We wish to thank Dr. Eger for his interest in our work and we appreciate the chance to respond to his comments. However, we disagree with his observations about our work. 1Dr. Eger raised three issues. We would like to respond in reverse order to his comments. First, the concentrations of propofol with and without metabisulfite were diluted with normal saline to 5 mg/ml to facilitate the infusions. However, Dr. Eger seems to misunderstand that the metabisulfite that was in the commercially available propofol was also diluted. Therefore, the same ratio of propofol to metabisulfite in the infusion was maintained. Thus, there was no “lesser propofol concentration [to] affect the balance of the effect of the metabisulfite and the propofol on bronchoconstriction.” Also, the fact that the same concentration of metabisulfite alone as that delivered in the propofol with metabisulfite solution enhanced both the vagal nerve stimulation and the direct smooth muscle–induced bronchoconstriction supports our findings that the metabisulfite attenuated the response of propofol to prevent bronchoconstriction.
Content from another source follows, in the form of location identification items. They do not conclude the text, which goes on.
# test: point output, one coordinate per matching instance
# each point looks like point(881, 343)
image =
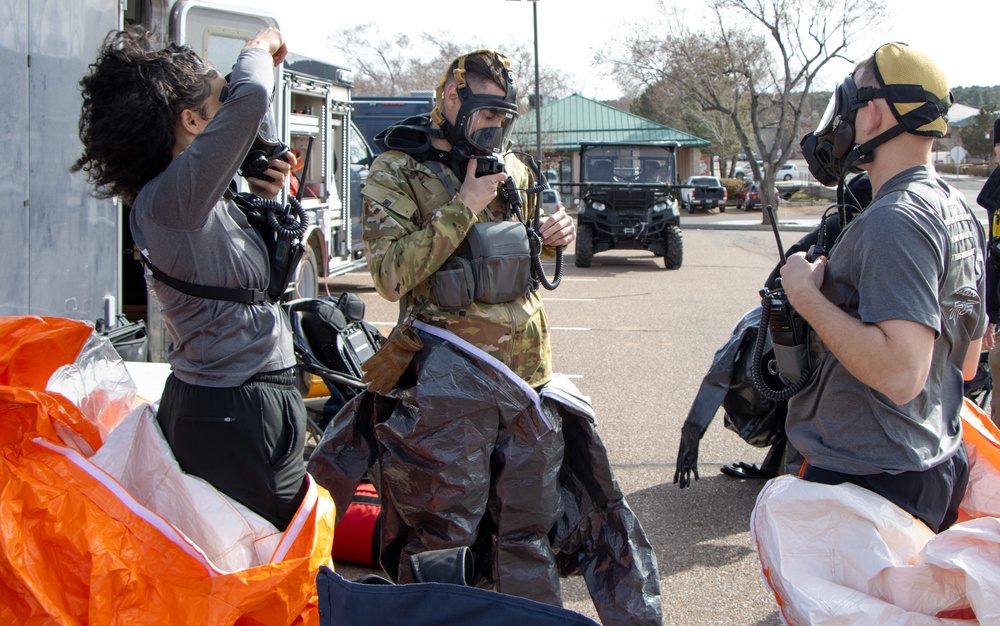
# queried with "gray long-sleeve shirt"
point(188, 231)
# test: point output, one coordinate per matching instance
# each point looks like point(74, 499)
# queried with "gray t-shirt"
point(185, 228)
point(917, 253)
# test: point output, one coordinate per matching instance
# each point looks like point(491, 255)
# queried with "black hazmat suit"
point(517, 521)
point(729, 383)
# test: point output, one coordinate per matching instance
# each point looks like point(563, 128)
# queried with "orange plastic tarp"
point(77, 548)
point(841, 555)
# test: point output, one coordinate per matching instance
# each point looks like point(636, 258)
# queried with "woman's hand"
point(270, 39)
point(278, 170)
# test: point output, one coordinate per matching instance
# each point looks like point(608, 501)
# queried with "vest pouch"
point(454, 284)
point(501, 261)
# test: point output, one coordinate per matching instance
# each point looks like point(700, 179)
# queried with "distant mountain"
point(978, 97)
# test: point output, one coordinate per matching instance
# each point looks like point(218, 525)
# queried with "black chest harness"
point(281, 228)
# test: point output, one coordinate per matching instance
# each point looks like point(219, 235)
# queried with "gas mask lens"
point(488, 130)
point(826, 122)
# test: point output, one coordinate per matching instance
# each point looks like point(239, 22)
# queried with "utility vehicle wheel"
point(675, 248)
point(307, 278)
point(584, 245)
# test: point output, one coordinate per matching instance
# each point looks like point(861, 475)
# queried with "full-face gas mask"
point(829, 149)
point(916, 92)
point(484, 123)
point(267, 145)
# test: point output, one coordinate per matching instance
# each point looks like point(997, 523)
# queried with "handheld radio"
point(789, 335)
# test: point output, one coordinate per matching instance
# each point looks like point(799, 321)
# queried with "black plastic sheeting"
point(374, 601)
point(464, 454)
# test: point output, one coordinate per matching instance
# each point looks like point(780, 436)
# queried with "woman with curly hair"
point(166, 133)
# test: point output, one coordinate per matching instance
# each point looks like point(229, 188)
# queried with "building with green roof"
point(571, 121)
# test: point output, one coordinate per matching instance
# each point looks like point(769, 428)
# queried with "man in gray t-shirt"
point(899, 306)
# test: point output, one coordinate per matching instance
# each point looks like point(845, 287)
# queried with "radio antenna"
point(774, 228)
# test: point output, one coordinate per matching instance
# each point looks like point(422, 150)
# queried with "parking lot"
point(638, 339)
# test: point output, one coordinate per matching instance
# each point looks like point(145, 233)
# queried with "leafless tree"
point(397, 65)
point(756, 63)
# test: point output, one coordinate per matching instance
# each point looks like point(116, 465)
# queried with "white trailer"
point(69, 254)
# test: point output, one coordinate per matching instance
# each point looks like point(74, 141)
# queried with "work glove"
point(687, 455)
point(383, 369)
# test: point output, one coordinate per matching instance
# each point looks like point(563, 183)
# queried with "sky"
point(958, 34)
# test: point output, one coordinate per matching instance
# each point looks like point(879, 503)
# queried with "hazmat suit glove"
point(383, 369)
point(687, 455)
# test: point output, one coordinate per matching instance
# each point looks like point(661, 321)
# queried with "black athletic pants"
point(932, 496)
point(246, 441)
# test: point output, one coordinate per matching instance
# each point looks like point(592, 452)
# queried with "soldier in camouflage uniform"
point(460, 417)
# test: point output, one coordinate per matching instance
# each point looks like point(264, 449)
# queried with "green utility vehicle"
point(629, 200)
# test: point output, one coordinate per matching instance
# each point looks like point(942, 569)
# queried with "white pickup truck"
point(704, 192)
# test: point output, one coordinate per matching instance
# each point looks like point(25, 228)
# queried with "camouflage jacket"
point(412, 224)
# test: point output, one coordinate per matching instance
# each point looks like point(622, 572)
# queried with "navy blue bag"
point(375, 601)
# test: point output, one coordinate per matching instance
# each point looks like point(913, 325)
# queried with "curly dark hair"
point(132, 96)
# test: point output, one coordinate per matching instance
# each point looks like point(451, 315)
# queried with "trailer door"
point(59, 243)
point(216, 33)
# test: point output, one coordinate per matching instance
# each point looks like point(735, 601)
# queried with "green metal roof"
point(570, 121)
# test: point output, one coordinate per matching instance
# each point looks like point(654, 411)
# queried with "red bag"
point(356, 539)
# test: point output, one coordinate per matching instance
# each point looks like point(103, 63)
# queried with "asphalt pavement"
point(638, 339)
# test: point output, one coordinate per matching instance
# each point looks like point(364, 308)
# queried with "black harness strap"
point(231, 294)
We also disagree with Dr. Eger's calculations of clinically relevant dose. The infusion rates were 0.06, 0.2, and 0.6 ml/min for propofol with and without metabisulfite. For propofol, we calculated the molar concentrations from our continuous infusion into the bronchial circulation to be 8.4 × 10−5, 2.8 × 10−4, and 8.4 × 10−4m, respectively. As pointed out in our Discussion section, these doses are within the range of clinical relevance as demonstrated by other investigators studying the effects of propofol in a sheep model for induction of anesthesia. 2Using a continuous infusion, Ludbrook et al .2observed concentrations of propofol in the brain of the sheep as measured by the area under the curve of 73.7 ± 15.2, 54 ± 4.4, and 67.7 ± 11.9 μg · min−1· ml−1, concentrations comparable to those calculated by Dr. Eger of our concentrations. Furthermore, there are clearly species and even strain differences in anesthetic potency as demonstrated by Dr. Eger himself 3,4and others. 5Thus, the anesthetic dose in sheep does not necessarily equate to the same anesthetic dose in humans. Dr. Eger does raise an extremely important point that requires clarification. He compares the doses we used to blunt airway responsiveness to those that cause loss of consciousness or failure to respond to commands. The dose required for loss of consciousness or failure to respond to commands should not be assumed to be adequate anesthesia for procedures, especially for bronchoprotection. The minimum dose to cause loss of consciousness would most likely be inadequate anesthesia for tracheal intubation in a healthy individual and particularly in an asthmatic patient. Clearly, instrumentation of the airway of an inadequately anesthetized asthmatic patient can have catastrophic consequences.
Finally, a “small effect” is a relative term. We believe that our observed difference of 30% in prevention of bronchoconstriction between propofol without and with metabisulfite is not an inconsequential effect. It is clearly statistically significant and would likely be clinically relevant. Although this is an animal model of airway responsiveness, an equivalent prevention of a 30% decrease in airway resistance in an anesthetized asthmatic patient may be the difference between being able to ventilate the patient or not. We continue to believe that propofol is an excellent drug for the prevention of bronchoconstriction and that the preservative used for propofol can have a significant effect on its ability to attenuate bronchoconstriction.